House damaged by Sept. 2013 debris flow in Big Thompson Canyon, Colorado Front Range; deposit covers part of US Hwy 34. Credit: Jonathan Godt, 20 Sept. 2013; published on the cover of the Oct. 2014 issue of GSA Today.
Anderson and colleagues use repeat aerial LiDAR to quantify the erosional impact of the heavy rains that inundated the Colorado Front Range in September 2013.
One week of steady rain and storm broke all rainfall records all over the state. The flood triggered more than 1,100 landslides and debris flows in a 3,430-square-kilometer.
Anderson and colleagues use before-and-after high-resolution topographic data from airborne laser mapping (LiDAR) to quantify landslide erosion.

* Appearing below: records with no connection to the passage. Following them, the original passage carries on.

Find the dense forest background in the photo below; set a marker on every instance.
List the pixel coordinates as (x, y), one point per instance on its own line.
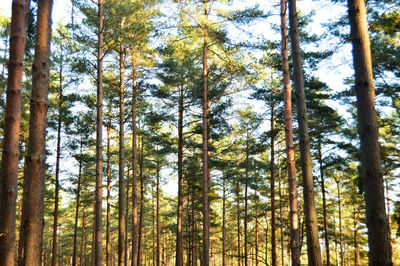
(165, 69)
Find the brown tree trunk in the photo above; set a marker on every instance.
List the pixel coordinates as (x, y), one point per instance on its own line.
(371, 172)
(108, 233)
(321, 170)
(121, 178)
(290, 160)
(313, 247)
(10, 155)
(99, 146)
(58, 154)
(206, 215)
(179, 235)
(272, 170)
(134, 168)
(37, 134)
(78, 194)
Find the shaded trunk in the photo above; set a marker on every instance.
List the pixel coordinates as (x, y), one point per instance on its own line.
(58, 154)
(99, 139)
(121, 167)
(78, 195)
(179, 235)
(313, 247)
(371, 172)
(321, 170)
(206, 216)
(10, 155)
(134, 167)
(290, 160)
(37, 134)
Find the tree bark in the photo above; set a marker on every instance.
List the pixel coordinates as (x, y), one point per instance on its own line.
(37, 134)
(10, 155)
(371, 172)
(206, 215)
(99, 146)
(313, 247)
(58, 155)
(134, 167)
(290, 160)
(121, 170)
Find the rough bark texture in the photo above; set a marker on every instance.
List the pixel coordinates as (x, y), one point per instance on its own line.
(121, 179)
(290, 160)
(371, 172)
(206, 219)
(37, 134)
(313, 247)
(99, 146)
(10, 155)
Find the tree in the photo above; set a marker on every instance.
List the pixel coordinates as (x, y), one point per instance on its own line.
(371, 172)
(10, 154)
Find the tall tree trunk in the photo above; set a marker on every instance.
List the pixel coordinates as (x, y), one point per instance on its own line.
(108, 233)
(272, 170)
(10, 155)
(371, 172)
(121, 172)
(321, 170)
(238, 221)
(78, 194)
(290, 160)
(99, 139)
(139, 260)
(58, 155)
(179, 234)
(37, 134)
(134, 167)
(206, 215)
(313, 247)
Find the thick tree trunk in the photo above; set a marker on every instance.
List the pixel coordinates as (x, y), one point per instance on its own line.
(179, 234)
(134, 168)
(108, 233)
(313, 247)
(290, 160)
(206, 215)
(78, 194)
(121, 170)
(371, 172)
(272, 170)
(99, 146)
(321, 170)
(37, 134)
(58, 155)
(10, 155)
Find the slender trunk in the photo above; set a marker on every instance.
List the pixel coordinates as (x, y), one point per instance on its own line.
(179, 235)
(158, 217)
(206, 216)
(134, 167)
(371, 172)
(238, 220)
(10, 155)
(78, 194)
(121, 178)
(321, 170)
(99, 146)
(58, 155)
(37, 135)
(108, 233)
(223, 219)
(290, 160)
(272, 170)
(313, 247)
(139, 261)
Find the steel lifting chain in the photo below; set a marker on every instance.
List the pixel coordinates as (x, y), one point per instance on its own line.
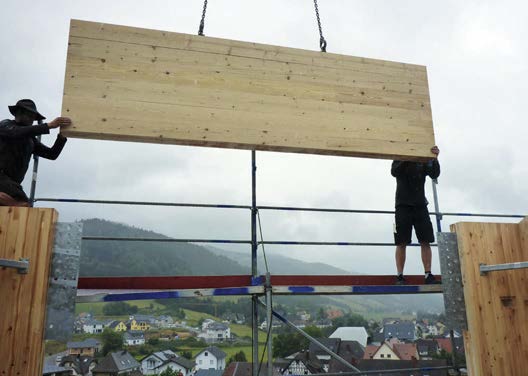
(322, 41)
(202, 22)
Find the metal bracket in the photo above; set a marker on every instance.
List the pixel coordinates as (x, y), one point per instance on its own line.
(485, 269)
(22, 265)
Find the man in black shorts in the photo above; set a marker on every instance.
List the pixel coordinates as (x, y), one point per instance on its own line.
(411, 211)
(18, 142)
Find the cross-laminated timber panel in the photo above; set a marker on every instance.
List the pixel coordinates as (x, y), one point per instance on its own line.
(24, 233)
(496, 342)
(132, 84)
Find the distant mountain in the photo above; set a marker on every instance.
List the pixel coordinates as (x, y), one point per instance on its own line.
(133, 258)
(118, 258)
(279, 264)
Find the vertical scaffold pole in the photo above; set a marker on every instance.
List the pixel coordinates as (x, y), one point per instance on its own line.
(269, 320)
(34, 176)
(439, 228)
(437, 207)
(254, 271)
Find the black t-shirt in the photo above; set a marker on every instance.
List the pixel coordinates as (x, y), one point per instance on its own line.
(410, 180)
(18, 143)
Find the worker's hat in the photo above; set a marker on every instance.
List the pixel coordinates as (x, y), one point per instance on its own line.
(28, 105)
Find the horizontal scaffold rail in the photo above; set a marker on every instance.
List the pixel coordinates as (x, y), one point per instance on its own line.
(264, 207)
(105, 289)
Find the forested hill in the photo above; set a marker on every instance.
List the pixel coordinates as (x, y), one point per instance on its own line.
(118, 258)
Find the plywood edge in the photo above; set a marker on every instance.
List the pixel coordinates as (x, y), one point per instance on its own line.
(261, 46)
(233, 145)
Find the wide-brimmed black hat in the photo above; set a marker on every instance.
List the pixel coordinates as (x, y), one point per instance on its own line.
(28, 105)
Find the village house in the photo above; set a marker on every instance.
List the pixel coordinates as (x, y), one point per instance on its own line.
(301, 364)
(138, 325)
(213, 332)
(165, 321)
(404, 331)
(92, 326)
(117, 363)
(160, 361)
(392, 349)
(351, 333)
(118, 326)
(132, 338)
(211, 358)
(88, 347)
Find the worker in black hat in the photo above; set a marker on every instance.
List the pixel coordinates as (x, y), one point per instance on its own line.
(18, 142)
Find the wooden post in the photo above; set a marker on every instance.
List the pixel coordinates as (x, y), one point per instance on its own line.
(24, 233)
(496, 342)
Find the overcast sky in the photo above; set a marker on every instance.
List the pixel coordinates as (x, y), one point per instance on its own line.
(475, 53)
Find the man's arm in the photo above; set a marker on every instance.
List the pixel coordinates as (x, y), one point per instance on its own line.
(50, 153)
(10, 130)
(432, 169)
(399, 168)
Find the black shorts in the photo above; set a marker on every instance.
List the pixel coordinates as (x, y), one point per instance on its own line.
(408, 217)
(12, 188)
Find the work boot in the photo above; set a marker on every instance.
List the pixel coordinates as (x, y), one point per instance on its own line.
(430, 280)
(400, 280)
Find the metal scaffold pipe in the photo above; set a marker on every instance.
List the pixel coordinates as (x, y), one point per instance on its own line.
(313, 340)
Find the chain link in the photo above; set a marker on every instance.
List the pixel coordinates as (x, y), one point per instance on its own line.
(202, 22)
(322, 41)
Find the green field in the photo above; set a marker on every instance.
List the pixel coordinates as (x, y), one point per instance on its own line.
(97, 308)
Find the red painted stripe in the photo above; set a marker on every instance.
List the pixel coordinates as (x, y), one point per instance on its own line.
(180, 283)
(343, 280)
(204, 282)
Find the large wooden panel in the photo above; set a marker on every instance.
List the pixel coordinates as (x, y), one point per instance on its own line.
(133, 84)
(497, 303)
(24, 233)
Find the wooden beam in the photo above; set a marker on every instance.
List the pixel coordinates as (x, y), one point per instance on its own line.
(131, 84)
(202, 282)
(496, 303)
(24, 233)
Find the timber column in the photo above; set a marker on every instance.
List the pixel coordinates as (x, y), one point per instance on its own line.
(496, 342)
(26, 242)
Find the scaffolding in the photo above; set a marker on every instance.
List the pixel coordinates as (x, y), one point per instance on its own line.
(255, 285)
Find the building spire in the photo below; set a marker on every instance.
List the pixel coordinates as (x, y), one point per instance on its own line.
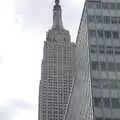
(57, 16)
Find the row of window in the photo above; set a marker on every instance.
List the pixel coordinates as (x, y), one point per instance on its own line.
(106, 102)
(104, 19)
(99, 118)
(103, 5)
(105, 66)
(106, 84)
(107, 34)
(102, 49)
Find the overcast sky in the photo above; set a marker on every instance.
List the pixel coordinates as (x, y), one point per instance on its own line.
(23, 27)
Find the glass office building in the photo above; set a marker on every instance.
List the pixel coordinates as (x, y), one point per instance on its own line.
(96, 90)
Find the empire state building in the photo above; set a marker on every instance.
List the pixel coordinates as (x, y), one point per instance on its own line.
(57, 70)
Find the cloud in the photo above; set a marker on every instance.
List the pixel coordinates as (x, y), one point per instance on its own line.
(7, 112)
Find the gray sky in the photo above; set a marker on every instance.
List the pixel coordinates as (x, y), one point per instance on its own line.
(23, 25)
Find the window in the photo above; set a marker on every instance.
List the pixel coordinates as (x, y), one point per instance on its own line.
(98, 19)
(109, 50)
(104, 84)
(98, 118)
(98, 5)
(95, 65)
(114, 20)
(95, 83)
(115, 103)
(106, 19)
(117, 50)
(100, 33)
(94, 5)
(91, 4)
(91, 18)
(113, 84)
(106, 102)
(103, 65)
(115, 34)
(93, 49)
(108, 118)
(92, 33)
(107, 34)
(118, 67)
(118, 6)
(101, 49)
(105, 5)
(97, 102)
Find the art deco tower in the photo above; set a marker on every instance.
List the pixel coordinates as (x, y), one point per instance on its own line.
(57, 70)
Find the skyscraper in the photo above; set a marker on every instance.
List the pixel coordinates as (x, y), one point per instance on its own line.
(96, 90)
(57, 70)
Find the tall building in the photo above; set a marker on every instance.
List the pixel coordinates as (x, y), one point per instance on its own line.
(57, 70)
(96, 91)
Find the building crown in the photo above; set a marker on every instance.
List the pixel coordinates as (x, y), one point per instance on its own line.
(57, 16)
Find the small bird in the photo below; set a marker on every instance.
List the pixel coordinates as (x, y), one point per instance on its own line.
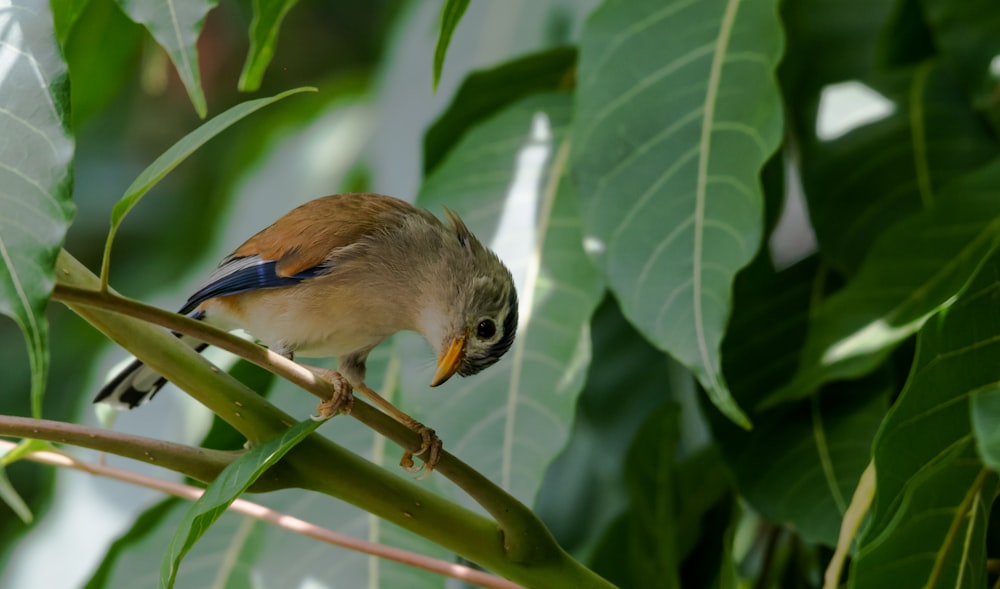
(340, 274)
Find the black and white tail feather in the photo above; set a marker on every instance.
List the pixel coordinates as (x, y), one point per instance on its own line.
(137, 383)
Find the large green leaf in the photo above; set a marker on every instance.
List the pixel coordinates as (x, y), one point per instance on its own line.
(933, 496)
(966, 33)
(174, 156)
(102, 50)
(507, 179)
(913, 270)
(35, 174)
(800, 463)
(176, 25)
(451, 15)
(230, 484)
(860, 183)
(677, 112)
(267, 18)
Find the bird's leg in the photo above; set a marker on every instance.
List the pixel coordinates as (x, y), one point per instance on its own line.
(342, 400)
(430, 443)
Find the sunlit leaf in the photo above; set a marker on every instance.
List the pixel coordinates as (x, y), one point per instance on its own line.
(267, 18)
(668, 147)
(176, 26)
(914, 269)
(485, 92)
(35, 174)
(177, 153)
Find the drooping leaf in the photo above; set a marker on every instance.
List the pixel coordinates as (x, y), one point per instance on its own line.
(35, 174)
(933, 496)
(800, 463)
(913, 270)
(668, 148)
(176, 26)
(506, 178)
(267, 18)
(177, 153)
(451, 15)
(630, 382)
(485, 92)
(230, 484)
(861, 178)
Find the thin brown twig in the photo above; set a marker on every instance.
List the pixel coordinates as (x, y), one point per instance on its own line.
(276, 518)
(515, 519)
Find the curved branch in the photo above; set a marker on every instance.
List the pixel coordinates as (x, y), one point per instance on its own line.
(276, 518)
(515, 519)
(198, 463)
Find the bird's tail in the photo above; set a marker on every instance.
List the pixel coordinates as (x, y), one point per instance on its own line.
(137, 383)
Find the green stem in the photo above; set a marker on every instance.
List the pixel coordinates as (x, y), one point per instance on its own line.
(521, 549)
(526, 537)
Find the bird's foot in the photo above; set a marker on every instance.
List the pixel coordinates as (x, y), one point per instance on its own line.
(430, 445)
(342, 399)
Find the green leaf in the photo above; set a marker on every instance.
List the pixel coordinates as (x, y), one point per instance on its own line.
(35, 175)
(668, 148)
(913, 271)
(965, 32)
(507, 180)
(173, 157)
(64, 15)
(12, 499)
(928, 519)
(267, 18)
(451, 15)
(102, 50)
(485, 92)
(860, 184)
(800, 463)
(176, 26)
(620, 392)
(232, 481)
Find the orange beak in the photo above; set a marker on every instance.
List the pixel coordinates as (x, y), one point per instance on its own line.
(448, 363)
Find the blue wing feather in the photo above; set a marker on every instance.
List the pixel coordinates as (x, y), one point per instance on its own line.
(243, 274)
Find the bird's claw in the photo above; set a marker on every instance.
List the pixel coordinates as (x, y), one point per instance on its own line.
(430, 445)
(341, 401)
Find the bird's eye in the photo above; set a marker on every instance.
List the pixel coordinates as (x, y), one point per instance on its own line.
(486, 329)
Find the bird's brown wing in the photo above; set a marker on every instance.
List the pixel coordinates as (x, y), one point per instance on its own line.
(298, 245)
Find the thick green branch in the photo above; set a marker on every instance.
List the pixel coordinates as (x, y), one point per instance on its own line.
(526, 537)
(523, 551)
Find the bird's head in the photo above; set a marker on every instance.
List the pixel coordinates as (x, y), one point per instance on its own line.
(475, 324)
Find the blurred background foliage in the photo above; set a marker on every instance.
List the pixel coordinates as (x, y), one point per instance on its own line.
(863, 328)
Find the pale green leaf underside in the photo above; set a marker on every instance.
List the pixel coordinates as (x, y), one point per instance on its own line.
(677, 111)
(928, 520)
(912, 271)
(175, 155)
(176, 25)
(35, 161)
(231, 482)
(506, 179)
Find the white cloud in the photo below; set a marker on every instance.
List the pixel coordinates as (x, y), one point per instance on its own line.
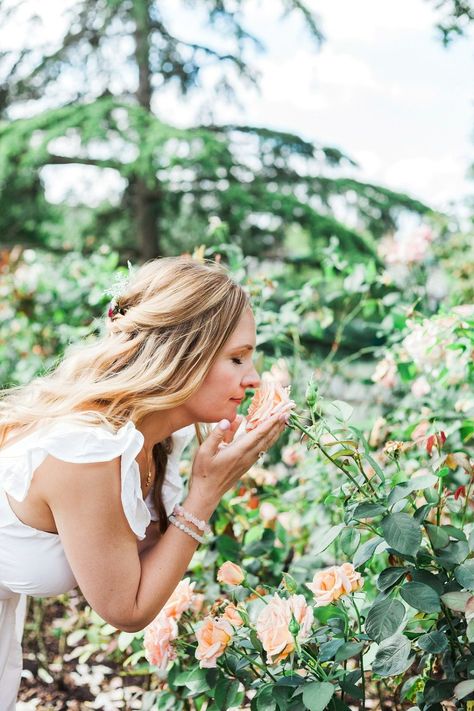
(367, 19)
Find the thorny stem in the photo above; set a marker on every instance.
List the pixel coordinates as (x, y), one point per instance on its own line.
(359, 624)
(303, 429)
(468, 492)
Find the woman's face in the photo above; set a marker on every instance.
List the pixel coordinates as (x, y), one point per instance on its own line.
(223, 388)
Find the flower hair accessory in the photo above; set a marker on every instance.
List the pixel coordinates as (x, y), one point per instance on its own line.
(116, 290)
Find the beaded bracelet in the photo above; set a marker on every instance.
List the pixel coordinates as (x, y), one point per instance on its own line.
(185, 529)
(202, 525)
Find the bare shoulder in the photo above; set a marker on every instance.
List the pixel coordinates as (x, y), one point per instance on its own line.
(85, 501)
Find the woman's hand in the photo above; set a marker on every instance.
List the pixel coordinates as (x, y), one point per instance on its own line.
(217, 468)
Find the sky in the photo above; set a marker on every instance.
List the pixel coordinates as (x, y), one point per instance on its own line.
(382, 88)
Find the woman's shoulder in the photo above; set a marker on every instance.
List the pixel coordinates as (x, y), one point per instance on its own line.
(78, 436)
(74, 440)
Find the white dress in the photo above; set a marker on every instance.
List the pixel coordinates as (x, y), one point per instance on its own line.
(33, 562)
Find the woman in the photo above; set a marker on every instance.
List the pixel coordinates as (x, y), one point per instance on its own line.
(84, 450)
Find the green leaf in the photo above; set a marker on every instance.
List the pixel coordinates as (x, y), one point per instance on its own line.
(464, 574)
(369, 510)
(421, 597)
(424, 576)
(193, 679)
(437, 690)
(317, 695)
(348, 650)
(454, 554)
(393, 656)
(433, 642)
(402, 533)
(366, 551)
(227, 694)
(439, 538)
(389, 577)
(328, 649)
(349, 541)
(327, 538)
(384, 618)
(464, 688)
(228, 548)
(265, 699)
(456, 600)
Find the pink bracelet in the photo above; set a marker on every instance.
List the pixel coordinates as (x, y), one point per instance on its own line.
(202, 525)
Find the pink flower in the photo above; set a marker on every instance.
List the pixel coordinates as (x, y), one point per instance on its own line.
(269, 398)
(213, 636)
(157, 640)
(420, 387)
(230, 574)
(279, 372)
(386, 372)
(180, 600)
(329, 585)
(273, 625)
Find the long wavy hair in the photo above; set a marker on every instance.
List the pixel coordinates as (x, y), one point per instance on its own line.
(165, 333)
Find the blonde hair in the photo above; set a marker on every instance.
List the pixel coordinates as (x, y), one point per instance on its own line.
(169, 326)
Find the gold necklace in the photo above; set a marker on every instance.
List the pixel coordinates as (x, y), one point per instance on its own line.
(148, 478)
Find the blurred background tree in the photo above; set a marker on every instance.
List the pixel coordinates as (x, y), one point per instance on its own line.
(92, 99)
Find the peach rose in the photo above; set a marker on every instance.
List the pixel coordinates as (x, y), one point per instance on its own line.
(180, 600)
(290, 455)
(329, 585)
(273, 625)
(268, 512)
(353, 576)
(232, 615)
(269, 398)
(157, 641)
(230, 574)
(213, 636)
(197, 603)
(303, 615)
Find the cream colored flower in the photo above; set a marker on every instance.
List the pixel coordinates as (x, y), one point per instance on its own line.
(232, 615)
(157, 640)
(213, 636)
(269, 398)
(273, 624)
(291, 455)
(230, 574)
(329, 585)
(353, 576)
(180, 600)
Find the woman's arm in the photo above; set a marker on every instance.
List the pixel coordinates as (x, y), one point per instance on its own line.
(126, 590)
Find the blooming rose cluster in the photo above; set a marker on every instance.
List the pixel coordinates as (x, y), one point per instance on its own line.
(282, 623)
(160, 633)
(274, 621)
(436, 348)
(408, 248)
(330, 584)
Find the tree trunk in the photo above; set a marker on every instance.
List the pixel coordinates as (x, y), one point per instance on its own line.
(146, 205)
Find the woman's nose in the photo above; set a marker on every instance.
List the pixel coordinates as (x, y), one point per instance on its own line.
(252, 379)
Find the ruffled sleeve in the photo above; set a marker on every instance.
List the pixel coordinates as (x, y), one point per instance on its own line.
(79, 443)
(172, 491)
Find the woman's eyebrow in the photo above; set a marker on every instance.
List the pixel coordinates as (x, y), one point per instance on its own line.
(246, 347)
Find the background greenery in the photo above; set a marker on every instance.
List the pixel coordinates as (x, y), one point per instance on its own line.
(337, 302)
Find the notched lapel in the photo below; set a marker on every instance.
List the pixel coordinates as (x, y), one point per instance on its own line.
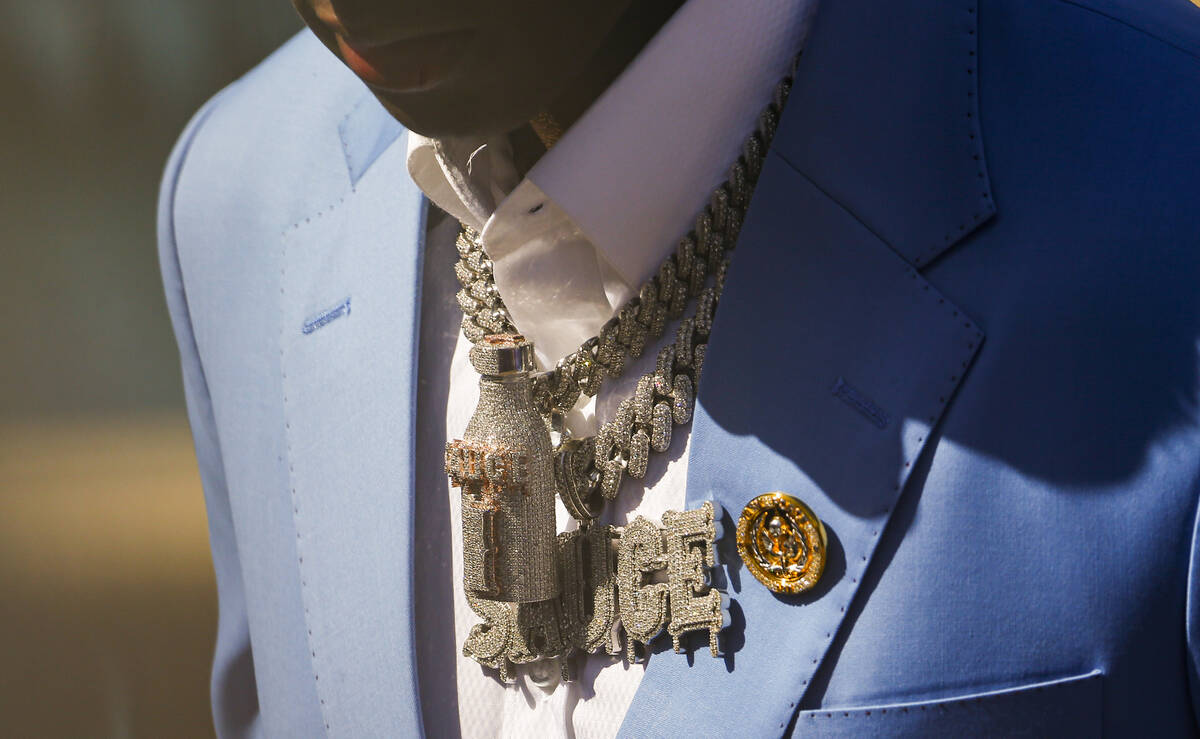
(831, 361)
(366, 132)
(349, 403)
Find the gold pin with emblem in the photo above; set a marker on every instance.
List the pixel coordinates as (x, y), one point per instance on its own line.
(781, 542)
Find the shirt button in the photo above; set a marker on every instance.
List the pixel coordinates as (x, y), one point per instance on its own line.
(781, 542)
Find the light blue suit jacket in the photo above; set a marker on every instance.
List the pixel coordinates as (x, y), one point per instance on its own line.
(961, 324)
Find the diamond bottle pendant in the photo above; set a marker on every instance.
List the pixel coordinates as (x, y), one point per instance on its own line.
(504, 466)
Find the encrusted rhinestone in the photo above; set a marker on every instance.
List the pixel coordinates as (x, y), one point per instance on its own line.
(660, 427)
(664, 373)
(467, 304)
(685, 256)
(706, 305)
(682, 398)
(610, 479)
(639, 454)
(703, 228)
(587, 373)
(473, 331)
(643, 400)
(463, 274)
(683, 343)
(623, 422)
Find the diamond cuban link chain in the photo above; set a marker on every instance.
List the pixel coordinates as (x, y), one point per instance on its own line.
(591, 470)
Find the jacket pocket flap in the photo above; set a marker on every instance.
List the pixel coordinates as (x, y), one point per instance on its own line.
(1056, 708)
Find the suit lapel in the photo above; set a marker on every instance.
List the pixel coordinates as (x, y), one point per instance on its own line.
(351, 290)
(832, 359)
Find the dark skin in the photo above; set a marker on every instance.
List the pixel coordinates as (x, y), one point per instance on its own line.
(461, 67)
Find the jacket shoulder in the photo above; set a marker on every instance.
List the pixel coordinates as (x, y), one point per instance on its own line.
(1175, 23)
(264, 152)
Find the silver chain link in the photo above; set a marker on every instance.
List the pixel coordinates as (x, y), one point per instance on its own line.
(664, 398)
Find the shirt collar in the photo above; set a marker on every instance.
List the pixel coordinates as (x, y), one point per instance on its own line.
(635, 170)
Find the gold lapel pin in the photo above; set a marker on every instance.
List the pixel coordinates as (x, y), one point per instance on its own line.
(781, 542)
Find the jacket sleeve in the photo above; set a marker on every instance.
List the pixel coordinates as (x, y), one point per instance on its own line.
(1193, 619)
(233, 688)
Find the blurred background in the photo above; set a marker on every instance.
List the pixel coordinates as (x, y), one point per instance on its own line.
(107, 604)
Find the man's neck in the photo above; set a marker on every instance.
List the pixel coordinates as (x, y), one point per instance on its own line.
(635, 29)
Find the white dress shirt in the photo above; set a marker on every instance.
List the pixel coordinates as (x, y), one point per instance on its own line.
(571, 242)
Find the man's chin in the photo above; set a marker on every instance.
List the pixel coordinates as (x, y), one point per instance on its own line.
(436, 115)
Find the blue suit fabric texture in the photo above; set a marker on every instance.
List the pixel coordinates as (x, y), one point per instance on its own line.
(961, 324)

The “before” LiDAR mapping of Boulder Creek was completed in 2010. With a few weeks of the storm, the authors repeated the aerial survey. They then subtracted the 2013 topographic data from the 2010 topographic data where the datasets overlapped—west of Boulder, Colorado—to produce a digital elevation model (DEM) of difference.
They located 120 landslides and debris flows ranging in size from 10 to 21,000 cubic meters, all on slopes greater than 20 degrees. On average, about 15 mm of lowering occurred in basins in which landslides occurred.
Other methods have shown that it takes hundreds to thousands of years to loosen this much sediment from rock. This study both highlight the importance of rare events in long-term erosion of this landscape and help to explain why modern sediment yields may greatly underestimate long-term denudation rates in such settings.